Bullfrog County was a short-lived county in the U.S. state of Nevada, created by the Nevada Legislature in 1987. It consisted of an uninhabited 144-square-mile (370 km2) area around Yucca Mountain, completely enclosed by southern Nye County, the county from which it was created. Its creation was ruled in violation of the state constitution by the Nevada District Courts in 1989. In compliance with the ruling, the legislature dissolved Bullfrog County and reincorporated its territory into Nye County.[1]
To date, Bullfrog County is the only county with a population of 0 to have existed in the United States, and except for the South Dakota jurisdictions of Shannon and Todd, the only organized county whose county seat was not contained within its boundaries. Bullfrog County was not accessible by roads and contained no buildings or infrastructure of any kind.[2]
The county's establishment was a response to plans by the United States federal government to create a disposal site for radioactive waste in Yucca Mountain. The government agreed to provide payment-equal-to taxes (PETT) funding to Nye County during the characterization and construction of the Yucca Mountain repository. This money was intended to go straight to the county government, bypassing the state government. In response, the Nevada Legislature declared the unpopulated area around the proposed nuclear waste site to be a new county, Bullfrog County. Because this new county had no population, any federal payments for placing the nuclear waste site there would go directly to the state treasury. Furthermore, property tax rates in the county were set at 20 percent, or $5 on every $100 valued, the highest allowable by the state constitution. This tax burden (potentially up to $25 million) was meant to discourage the waste site's creation, but it also guaranteed that, should the site be built anyway, its existence would at least be profitable for the state government.[3]

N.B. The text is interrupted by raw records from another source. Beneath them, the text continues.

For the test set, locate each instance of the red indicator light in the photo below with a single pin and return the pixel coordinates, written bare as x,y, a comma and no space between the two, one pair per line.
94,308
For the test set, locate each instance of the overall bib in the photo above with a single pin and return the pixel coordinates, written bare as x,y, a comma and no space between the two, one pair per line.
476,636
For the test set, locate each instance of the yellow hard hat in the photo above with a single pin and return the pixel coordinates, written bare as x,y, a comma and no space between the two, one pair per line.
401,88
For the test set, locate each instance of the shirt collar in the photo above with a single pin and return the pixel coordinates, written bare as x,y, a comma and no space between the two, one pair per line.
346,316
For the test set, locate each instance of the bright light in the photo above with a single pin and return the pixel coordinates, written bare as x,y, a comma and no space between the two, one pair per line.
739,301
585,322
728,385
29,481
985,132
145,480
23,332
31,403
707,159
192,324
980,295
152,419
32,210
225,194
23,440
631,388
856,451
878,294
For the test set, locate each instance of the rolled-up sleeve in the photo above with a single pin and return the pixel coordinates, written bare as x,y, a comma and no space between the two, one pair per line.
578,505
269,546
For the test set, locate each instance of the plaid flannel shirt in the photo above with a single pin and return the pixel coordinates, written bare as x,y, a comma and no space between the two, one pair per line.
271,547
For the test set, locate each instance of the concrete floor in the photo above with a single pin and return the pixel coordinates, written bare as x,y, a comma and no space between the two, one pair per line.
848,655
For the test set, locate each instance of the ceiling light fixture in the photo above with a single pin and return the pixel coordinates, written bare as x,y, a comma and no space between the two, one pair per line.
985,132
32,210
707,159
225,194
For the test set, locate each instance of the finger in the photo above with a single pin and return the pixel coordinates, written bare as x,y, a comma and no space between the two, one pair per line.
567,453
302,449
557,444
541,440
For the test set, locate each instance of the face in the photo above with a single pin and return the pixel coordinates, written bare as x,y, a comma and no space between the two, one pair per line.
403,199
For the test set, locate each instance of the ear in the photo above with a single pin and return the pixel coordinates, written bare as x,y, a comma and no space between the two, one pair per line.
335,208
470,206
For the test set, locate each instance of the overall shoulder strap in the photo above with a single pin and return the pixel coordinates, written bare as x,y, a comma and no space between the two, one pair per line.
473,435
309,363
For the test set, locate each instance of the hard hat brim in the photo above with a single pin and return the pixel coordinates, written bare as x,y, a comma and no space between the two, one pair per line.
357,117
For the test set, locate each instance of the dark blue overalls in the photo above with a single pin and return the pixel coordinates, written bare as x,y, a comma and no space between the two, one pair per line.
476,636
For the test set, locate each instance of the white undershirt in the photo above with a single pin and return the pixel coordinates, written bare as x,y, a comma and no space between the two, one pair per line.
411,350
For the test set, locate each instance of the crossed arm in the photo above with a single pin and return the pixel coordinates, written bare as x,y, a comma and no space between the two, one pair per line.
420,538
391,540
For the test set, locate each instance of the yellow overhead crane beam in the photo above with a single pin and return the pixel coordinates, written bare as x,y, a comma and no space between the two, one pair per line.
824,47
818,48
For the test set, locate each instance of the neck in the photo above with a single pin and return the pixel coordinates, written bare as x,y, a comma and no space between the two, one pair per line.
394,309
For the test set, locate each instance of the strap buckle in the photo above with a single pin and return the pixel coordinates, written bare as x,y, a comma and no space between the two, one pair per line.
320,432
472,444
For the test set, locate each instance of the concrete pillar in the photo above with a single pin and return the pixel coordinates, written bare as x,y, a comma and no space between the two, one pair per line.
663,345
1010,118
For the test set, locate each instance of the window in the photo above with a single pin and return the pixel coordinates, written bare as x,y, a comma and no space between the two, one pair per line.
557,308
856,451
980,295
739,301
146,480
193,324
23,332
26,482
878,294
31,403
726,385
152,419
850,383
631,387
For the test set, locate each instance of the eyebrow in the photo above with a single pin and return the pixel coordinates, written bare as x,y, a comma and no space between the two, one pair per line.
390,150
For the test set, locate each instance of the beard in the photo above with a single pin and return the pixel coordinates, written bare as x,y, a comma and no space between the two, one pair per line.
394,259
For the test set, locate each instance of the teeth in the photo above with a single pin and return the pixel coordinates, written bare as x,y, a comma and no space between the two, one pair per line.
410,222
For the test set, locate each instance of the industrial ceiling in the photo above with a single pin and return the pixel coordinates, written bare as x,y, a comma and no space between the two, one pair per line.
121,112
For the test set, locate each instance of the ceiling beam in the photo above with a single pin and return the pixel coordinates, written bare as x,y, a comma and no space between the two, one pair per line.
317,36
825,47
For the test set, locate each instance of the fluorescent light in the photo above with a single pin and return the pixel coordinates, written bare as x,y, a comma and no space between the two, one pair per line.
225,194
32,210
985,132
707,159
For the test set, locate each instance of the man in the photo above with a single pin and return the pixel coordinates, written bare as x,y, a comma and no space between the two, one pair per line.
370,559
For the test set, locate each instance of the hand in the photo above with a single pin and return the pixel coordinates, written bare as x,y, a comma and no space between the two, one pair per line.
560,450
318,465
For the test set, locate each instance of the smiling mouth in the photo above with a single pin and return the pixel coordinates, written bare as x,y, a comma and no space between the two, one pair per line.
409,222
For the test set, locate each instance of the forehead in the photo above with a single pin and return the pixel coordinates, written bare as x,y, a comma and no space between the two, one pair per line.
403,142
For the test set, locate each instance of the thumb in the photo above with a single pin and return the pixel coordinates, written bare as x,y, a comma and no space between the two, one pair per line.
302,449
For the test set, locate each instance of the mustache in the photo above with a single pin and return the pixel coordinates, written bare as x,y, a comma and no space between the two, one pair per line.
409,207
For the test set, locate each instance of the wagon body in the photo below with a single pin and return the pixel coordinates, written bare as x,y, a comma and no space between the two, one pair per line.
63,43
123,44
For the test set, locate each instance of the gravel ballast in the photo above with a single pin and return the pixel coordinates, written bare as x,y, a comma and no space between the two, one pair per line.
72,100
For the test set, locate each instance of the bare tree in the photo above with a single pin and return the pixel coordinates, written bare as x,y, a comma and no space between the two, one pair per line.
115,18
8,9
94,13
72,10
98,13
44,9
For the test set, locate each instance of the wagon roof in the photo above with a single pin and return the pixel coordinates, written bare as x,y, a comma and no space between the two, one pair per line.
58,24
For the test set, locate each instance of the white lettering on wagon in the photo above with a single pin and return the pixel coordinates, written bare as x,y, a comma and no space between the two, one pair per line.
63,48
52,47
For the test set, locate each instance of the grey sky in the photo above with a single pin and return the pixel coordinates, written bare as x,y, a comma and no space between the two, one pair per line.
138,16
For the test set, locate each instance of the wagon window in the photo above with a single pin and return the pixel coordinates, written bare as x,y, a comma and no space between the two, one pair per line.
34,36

The existence of Bullfrog County created serious legal problems for the state of Nevada. It was not included in any of Nevada's nine district courts; thus, Bullfrog County had no judiciary. Furthermore, the Nevada State Constitution states that, in the event of a jury trial, the jury be made up of residents of the county the crime was committed in. Thus, if a felony was committed in Bullfrog County, a jury would be impossible since no residents exist. For these and other reasons, the establishment of the county was challenged by the state government and the government of Nye County, and the Nevada district court found it to be in violation of the state constitution due of its zero population size. In compliance, the state legislature abolished Bullfrog County in 1989, and the territory was absorbed back into Nye County.[4]